O dossiê ainda analisa que enquanto os países no Nordeste asiático lutam pela paz, sobrevivência ecológica e bem-estar de suas populações, os Estados Unidos seguem influenciando o armamento.
Uma Otan na Ásia
Observando a China como seu principal concorrente para a dominância global, os Estados Unidos se esforçam para estar presentes na região, assim o dossiê classifica que “a parceria militar trilateral dos EUA com o Japão e a Coreia do Sul [denominada JAKUS] está se aproximando de um nível de compromisso semelhante ao da Organização do Tratado do Atlântico Norte (Otan)”.
Apesar do conselheiro de segurança nacional dos Estados Unidos, Jake Sullivan, afirmar enfaticamente que a JAKUS não é uma “Otan para o Pacífico”, os pesquisadores ressaltam que a integração baseia-se em valores comuns para impedir o avanço chinês.
E ao identificar a China como uma ameaça e se comprometer “com a defesa antimísseis e exercícios trilaterais anuais”, a relação de segurança entre os países possui “elementos importantes de uma aliança militar que poderia arrastar a Coreia do Sul e o Japão para um conflito entre os EUA e a China, especialmente em torno de Taiwan”.
O bicho papão da Coreia do Norte e a defesa de Taiwan
O dossiê do Instituto Tricontinental não deixa de mencionar as duas grandes justificativas ocidentais para incentivar a militarização no Nordeste asiático: conter uma suposta ameaça norte-coreana e defender Taiwan, ilha autodeclarada independente que a China reconhece como território próprio.

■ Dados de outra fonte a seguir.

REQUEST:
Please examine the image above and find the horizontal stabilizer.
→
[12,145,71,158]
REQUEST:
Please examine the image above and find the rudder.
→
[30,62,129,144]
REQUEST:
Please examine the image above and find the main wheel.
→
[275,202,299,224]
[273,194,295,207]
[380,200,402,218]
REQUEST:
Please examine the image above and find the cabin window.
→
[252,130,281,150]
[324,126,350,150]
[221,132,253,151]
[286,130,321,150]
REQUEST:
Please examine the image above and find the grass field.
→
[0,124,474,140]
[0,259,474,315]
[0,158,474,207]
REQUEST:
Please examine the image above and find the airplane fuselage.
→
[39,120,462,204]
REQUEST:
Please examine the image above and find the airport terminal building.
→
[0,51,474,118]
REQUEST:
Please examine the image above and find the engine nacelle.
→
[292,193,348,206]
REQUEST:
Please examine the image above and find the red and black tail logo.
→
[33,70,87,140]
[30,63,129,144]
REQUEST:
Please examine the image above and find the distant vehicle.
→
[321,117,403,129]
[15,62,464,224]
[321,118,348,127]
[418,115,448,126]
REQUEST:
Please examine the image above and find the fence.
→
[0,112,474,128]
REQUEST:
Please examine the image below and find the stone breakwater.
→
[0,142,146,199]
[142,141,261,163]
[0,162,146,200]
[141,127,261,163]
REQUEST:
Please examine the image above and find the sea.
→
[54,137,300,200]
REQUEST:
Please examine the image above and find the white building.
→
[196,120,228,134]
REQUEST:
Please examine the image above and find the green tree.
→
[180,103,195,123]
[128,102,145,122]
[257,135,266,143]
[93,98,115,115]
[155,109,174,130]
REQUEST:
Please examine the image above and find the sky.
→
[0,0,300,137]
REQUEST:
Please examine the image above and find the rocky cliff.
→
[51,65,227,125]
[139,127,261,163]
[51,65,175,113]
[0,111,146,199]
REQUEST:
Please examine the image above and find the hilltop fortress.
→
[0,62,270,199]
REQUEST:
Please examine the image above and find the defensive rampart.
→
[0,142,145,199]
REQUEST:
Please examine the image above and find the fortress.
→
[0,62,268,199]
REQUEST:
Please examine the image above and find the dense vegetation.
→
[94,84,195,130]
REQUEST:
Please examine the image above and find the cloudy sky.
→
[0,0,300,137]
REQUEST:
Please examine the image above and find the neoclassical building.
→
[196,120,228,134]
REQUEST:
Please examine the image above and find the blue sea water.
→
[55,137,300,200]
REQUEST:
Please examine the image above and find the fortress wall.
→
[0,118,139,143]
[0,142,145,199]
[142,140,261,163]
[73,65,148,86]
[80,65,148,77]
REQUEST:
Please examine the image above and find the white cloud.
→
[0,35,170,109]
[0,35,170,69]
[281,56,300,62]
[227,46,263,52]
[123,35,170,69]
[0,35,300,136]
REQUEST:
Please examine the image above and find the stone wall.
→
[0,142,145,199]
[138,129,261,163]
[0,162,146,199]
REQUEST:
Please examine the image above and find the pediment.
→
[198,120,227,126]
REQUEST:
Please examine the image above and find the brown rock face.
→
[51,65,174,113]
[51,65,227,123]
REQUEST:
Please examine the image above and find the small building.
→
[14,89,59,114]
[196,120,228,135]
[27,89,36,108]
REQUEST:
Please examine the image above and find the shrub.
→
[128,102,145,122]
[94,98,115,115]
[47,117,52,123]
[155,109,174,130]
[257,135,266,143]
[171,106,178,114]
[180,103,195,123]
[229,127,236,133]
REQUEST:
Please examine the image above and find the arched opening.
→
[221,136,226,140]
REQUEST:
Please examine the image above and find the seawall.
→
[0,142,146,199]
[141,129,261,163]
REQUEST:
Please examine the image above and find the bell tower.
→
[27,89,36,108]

No entanto, “a paz com a Coreia do Norte sempre foi secundária em relação às estratégias mais amplas de contenção dos EUA voltadas para a União Soviética e a China”, especificam os pesquisadores.
O mesmo acontece com Taiwan, segundo os acadêmicos: “diante de uma China muito mais capaz, os Estados Unidos pressionaram Taiwan a adotar uma ‘estratégia do porco-espinho’, aumentando as vendas de armas para a ilha a fim de dar a ela a capacidade de infligir danos suficientes contra a China continental para evitar que Pequim consiga obter a reunificação por meios forçados. A estratégia depende da disposição de infligir pesadas baixas e danos contra a China continental e aceitar níveis ainda maiores de destruição para Taiwan”.
Assim, levando em consideração o histórico e constante desrespeito dos Estados Unidos à soberania de cada país, exemplificado pelo apoio ao genocídio praticado por Israel contra os palestinos na Faixa de Gaza, o documento conclui que o país não busca defender os direitos humanos, justiça ou liberdade, mas sim “um mundo dominado pelos EUA e sustentado por uma rede global de mais de 900 bases militares norte-americanas”.
Por fim, a pesquisa ainda sugere que “movimentos pela paz na região devem se unir” para conter uma possível guerra no Nordeste asiático, sendo o fim da JAKUS, os exercícios de guerra e intervenções dos EUA e apoio às lutas pela paz essenciais para tal.